Moqtada al-Sadr, meanwhile, condemned Rice’s presence in Iraq. “We demand that such visits of terrorist occupiers to our holy land be stopped,” he said in a statement released late on Sunday. He also condemned what he said was a US massacre in which scores of people were killed and wounded in Nasiriya on Saturday. He charged that “the US troops killed them in the most gruesome of ways and then burned them, and refused to hand over their pure bodies for burial.”

After leaving Baghdad, Rice attended the so-called 6+2+1 meeting in Bahrain, consisting of the six feudal monarchies that make up the Persian Gulf Cooperation Council, Jordan and Egypt, and the US. Washington had convinced these states, which the US is attempting to forge into an anti-Iranian alliance, to allow the participation of the US-backed Iraqi regime of Nouri al-Maliki.

On the eve of the meeting, Rice lashed out at these states in undiplomatic terms, expressing the Bush administration’s frustration over its failure to persuade even its closest allies in the Arab world to recognize the legitimacy of the government in occupied Iraq.

“The neighbors keep making a case that the security situation needs to get better. It has,” she declared. “They keep making the case that political reconciliation needs to be making strides forward. It is. I think it’s fair to say the neighbors could do more to live up to their obligations.” Washington is demanding that the Arab regimes offer Iraq debt relief, full diplomatic relations and enhanced cooperation on refugee and border issues.

The reaction to this arm-twisting appeared to be largely hostile. There was little in the way of concrete pledges on debt relief or diplomatic ties. Kuwaiti Foreign Minister Sheikh Mohammed Al-Sabah issued a pointed rejection of being lectured by Rice on the country’s obligations in the region. “We don’t need a foreigner to tell us about the importance of opening an embassy in Baghdad,” he said.

The mood was summed up in an editorial published in the Gulf News.

“Iraq remains today remains entrapped in violence and under occupation,” commented the English-language daily. “The recent call by US Secretary of State Condoleezza Rice on Arab nations to provide assistance to Iraq by offering diplomatic ties and debt relief is just meaningless.”

It continued: “The real issue at hand here is the ineffectiveness and serious failure of the American post-invasion plan.
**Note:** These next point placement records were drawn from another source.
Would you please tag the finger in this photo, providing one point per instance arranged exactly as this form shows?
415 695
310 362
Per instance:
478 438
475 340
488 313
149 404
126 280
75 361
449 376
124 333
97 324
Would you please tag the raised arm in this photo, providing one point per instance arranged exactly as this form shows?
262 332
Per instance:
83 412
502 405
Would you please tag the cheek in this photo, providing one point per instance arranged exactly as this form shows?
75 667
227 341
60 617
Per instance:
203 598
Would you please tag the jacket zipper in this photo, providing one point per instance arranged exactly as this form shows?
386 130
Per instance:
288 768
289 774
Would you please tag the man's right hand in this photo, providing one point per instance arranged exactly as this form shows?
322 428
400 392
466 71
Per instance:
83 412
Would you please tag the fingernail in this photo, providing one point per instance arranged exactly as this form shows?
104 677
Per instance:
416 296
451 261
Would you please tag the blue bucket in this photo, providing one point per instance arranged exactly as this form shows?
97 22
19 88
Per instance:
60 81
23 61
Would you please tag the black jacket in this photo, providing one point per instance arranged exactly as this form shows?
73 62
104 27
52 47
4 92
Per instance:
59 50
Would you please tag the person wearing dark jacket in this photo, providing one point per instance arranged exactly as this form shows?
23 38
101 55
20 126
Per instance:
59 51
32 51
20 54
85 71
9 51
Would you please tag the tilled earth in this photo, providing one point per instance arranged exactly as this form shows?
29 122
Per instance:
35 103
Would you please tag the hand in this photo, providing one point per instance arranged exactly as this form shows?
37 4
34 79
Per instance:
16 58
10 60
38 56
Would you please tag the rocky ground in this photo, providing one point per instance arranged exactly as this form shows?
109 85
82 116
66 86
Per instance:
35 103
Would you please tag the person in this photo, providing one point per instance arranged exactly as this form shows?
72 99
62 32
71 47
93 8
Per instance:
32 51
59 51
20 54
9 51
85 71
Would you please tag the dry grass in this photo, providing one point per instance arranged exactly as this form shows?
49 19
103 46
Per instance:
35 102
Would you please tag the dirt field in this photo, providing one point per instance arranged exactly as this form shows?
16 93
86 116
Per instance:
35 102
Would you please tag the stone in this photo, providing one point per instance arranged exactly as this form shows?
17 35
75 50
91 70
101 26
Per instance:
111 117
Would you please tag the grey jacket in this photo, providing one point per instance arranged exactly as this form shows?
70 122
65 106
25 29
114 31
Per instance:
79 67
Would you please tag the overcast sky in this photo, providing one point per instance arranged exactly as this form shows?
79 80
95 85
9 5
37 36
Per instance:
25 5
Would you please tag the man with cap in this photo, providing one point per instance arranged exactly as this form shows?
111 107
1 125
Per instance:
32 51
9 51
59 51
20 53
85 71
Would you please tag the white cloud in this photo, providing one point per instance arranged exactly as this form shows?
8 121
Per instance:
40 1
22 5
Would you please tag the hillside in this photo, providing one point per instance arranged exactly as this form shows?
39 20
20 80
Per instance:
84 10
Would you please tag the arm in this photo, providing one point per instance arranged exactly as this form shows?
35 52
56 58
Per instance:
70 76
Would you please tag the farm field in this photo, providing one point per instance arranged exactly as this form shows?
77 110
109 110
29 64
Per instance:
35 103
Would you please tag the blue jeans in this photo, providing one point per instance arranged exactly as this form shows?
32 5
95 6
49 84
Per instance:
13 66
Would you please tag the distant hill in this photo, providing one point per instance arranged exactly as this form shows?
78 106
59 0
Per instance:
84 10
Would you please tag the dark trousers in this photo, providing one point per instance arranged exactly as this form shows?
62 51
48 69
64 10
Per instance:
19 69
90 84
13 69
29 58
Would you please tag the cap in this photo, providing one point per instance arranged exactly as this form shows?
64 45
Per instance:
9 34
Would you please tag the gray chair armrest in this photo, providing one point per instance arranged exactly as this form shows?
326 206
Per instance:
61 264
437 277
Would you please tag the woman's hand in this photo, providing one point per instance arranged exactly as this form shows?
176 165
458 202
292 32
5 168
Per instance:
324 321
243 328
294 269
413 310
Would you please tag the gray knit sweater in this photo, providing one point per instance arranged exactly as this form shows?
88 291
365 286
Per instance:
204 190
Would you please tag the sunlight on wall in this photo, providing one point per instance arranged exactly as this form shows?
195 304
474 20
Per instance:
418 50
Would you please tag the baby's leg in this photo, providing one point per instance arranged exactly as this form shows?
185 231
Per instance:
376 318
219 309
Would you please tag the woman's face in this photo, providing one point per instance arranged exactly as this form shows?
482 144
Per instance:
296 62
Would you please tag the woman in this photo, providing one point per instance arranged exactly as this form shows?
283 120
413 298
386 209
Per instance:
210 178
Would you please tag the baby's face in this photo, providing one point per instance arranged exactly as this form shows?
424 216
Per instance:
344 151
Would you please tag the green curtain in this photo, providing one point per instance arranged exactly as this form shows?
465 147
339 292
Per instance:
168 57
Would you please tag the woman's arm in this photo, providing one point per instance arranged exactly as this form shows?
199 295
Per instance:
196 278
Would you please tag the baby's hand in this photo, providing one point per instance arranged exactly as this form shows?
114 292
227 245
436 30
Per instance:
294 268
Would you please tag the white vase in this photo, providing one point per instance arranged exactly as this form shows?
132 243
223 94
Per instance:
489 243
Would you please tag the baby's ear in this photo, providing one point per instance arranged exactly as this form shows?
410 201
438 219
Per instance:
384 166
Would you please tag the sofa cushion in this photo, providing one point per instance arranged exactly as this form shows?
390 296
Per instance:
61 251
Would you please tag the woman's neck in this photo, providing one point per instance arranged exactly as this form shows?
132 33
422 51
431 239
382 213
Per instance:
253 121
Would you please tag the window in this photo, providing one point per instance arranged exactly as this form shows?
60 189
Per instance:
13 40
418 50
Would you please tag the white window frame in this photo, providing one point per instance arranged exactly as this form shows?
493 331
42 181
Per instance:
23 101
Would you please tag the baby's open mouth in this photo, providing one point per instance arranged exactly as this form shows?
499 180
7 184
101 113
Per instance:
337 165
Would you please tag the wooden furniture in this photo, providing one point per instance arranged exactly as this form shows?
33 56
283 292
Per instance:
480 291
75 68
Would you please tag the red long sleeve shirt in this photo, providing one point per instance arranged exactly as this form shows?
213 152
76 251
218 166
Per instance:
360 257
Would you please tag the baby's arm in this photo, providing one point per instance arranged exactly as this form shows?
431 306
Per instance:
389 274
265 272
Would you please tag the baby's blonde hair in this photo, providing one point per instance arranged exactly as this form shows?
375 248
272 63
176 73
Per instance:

Now it is too late for the American administration to urge or persuade others to act in the interest of Iraq.”

There is no reason to expect that Rice and the Bush administration will fare any better Tuesday at a conference in Kuwait that is to be attended by Iraq’s neighboring states—including Iran—as well as member states of the United Nations Security Council, including China and Russia.

The conference, which is a follow-up on a similar gathering held last May at the Egyptian resort of Sharm el-Sheikh, is meant to drum up international support for the crisis-ridden US occupation of Iraq. It will be overshadowed, however, by Washington’s escalating threats against Iran as well as the deep divisions among the major powers over the US drive to establish military hegemony over the oil-rich Persian Gulf region.